Barry Patten was born and raised in McKinnon, then an outer south-eastern Melbourne suburb. His father, a veteran of Gallipoli and the Western Front, had become a successful contractor, and his maternal grandfather was the noted Tasmanian watercolourist William Proctor Beauchamp. He was educated at the local Ormond State School and Brighton High School, a long bike trip away. He completed his secondary education at Caulfield Grammar School, two train trips away. He was an above-average student, involved in the conventional sports, and he became a World Scout.
In 1944 the young Patten enrolled at Melbourne Technical College (now RMIT) in the combined architecture course (with University of Melbourne). In that wartime summer, two of his fellow freshmen were Leslie Perrott and Peter McIntyre. Those three sixteen year-olds were to dominate their profession throughout the second half of the century. Later they switched to the new full-time course at the University of Melbourne, established by Professor Brian Lewis, and then graduated in 1951.
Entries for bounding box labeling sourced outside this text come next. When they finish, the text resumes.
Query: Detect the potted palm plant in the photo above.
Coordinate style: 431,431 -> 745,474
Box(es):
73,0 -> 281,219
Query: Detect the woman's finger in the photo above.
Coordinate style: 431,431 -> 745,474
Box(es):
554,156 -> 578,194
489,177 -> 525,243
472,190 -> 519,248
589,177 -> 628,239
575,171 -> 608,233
At this time Patten was also swept up in the new interest in skiing and he went on to become a national and international champion, representing Australia at the 1952 Winter Olympics at Oslo. In those years he also took up surf lifesaving, winning the Bronze Medal in 1948 and the State Beach Sprint Championship the next year.
To gain the mandatory experience for registration as an architect, Patten obtained a job at the small but respected firm of Yuncken Freeman Brothers Griffiths & Simpson and soon became a member of their design team. In 1956 the firm was invited, along with the new partnership of Grounds Romberg & Boyd, to submit a design for the Sidney Myer Music Bowl. The young designer produced a flimsy wire and paper model and won the important commission for his firm.
The office’s projects increased in size and importance in that expansive era and Patten now has the unique honour of having three buildings registered by Heritage Victoria: the Music Bowl, the State Offices complex (1962) and BHP House (1972). His Eagle House and Commercial Insurance building also received awards.
In 1968 the firm moved into the Patten-designed building in King Street and in the same year was commissioned to design a high-rise apartment block in Toorak. The Patten family took over the roof space of this building and built their home for the next thirty-four years, a large elegant apartment. Today this is an accepted family living arrangement in Melbourne, but it was rare in 1970. Barry Patten left Yuncken Freeman in 1985 when the firm, by then an international operation with offices throughout Asia, went thorough a series of internal upheavals. He joined colleagues from student days in the new firm, Curnow Freiverts Glover Patten. This was only to last four years but its refurbishment of the Melbourne landmark, the Savoy Plaza received an award.
Patten also brought a major client to his new firm. In the 1960s Yuncken Freeman had been involved in the completion of Nauru House, the first major project in Australia of the Nauru Phosphate Trust. Their later project was the redevelopment of a large tract in Honolulu. Patten handled the masterplanning and over the following years completed three of the four forty-level apartment towers. This and other work in Hawaii occupied much of his retirement. Retired and working from home he generated further work, the major projects being conversions of St Kilda Road office blocks into apartment buildings. Here he acted as client, architect and builder, working with just one assistant, and would often say that these were the most satisfying professional arrangements in his long career as an eminently successful corporate architect.
In his retirement Patten also maintained his internationally recognized status as a breeder of Simmental cattle at his grazing property in the Goulburn Valley. He developed an interest in professional affairs and served a term on the RAIA Victorian Chapter Council and made himself available to advise and assist young members.
Despite a demanding career, Patten gave the impression of having more time available for his colleagues (and for his family) than his less productive colleagues. In the last week of his life he was working on a project that appealed to him. He was equally at home in the surf or the snow. He was welcome in the office of the chairman and the studio of the artist and his opinion was valued in both situations. He lived the good life and was justifiably proud of his and his family’s achievements. He survived by his wife, his four children, his grandchildren and his sister.